# A pebble of mass 0.05 kg is thrown vertically upwards

A pebble of mass 0.05 kg is thrown vertically upwards. Give the direction and magnitude of the net force on the pebble .
(i) during its upward motion.
(ii) during its downward motion.
(iii) at the highest point where it is momentarily at rest.
Do your answer change if the pebble was thrown at an angle of 45° with the horizontal direction? Ignore air resistance.

When an object is thrown vertically upward or it falls vertically downward under gravity then an acceleration g = 10 m/\${{s}^{2}}\$ acts downward due to the earth’s gravitational pull.

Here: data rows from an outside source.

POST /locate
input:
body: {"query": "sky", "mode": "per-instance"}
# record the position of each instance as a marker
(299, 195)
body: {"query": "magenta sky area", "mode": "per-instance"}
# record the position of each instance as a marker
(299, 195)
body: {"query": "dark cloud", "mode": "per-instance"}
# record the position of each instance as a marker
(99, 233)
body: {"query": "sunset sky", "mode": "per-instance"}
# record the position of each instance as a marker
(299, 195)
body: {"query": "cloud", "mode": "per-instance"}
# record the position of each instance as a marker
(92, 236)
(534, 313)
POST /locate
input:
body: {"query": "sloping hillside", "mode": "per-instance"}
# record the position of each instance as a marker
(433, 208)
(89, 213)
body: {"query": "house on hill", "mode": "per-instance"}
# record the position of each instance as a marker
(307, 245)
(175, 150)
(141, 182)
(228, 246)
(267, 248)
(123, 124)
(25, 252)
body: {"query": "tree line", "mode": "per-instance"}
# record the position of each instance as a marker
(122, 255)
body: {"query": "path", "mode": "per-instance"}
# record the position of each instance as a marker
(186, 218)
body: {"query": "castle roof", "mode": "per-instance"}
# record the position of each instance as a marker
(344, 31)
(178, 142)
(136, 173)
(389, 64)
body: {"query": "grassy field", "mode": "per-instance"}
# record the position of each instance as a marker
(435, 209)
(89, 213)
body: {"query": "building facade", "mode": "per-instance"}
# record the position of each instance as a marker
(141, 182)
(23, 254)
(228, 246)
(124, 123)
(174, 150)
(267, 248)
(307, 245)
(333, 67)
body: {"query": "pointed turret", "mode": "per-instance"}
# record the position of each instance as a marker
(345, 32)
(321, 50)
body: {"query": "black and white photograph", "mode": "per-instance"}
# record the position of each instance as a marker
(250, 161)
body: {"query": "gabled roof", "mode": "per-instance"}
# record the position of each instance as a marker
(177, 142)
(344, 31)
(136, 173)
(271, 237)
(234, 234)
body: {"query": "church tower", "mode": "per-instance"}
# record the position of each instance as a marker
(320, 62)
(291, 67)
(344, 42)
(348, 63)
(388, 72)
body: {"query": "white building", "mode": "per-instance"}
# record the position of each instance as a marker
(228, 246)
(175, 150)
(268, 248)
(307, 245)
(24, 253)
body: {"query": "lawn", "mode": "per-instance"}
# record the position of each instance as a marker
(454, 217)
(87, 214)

Mass of pebble (m) = 0.05 kg
(i) During upward motion
Net force acting on pebble (F) = ma = 0.05 X10 N
= 0.50N (vertically downward)
(ii) During downward motion
Net force acting on pebble (F) = ma = 0.05 X10 N
= 0.50N (vertically downward)
(iii) At the highest point
Net force acting on pebble
(F) = ma = 0.05 X10N
= 0.50 N (vertically downward) If pebble was thrown at an angle of 45° with the horizontal direction then acceleration acting on it and therefore force acting on it will remain unchanged, i.e., 0.50 N (vertically downward). In case ©, at the highest point the vertical component of velocity will be zero but horizontal component of velocity will not be zero.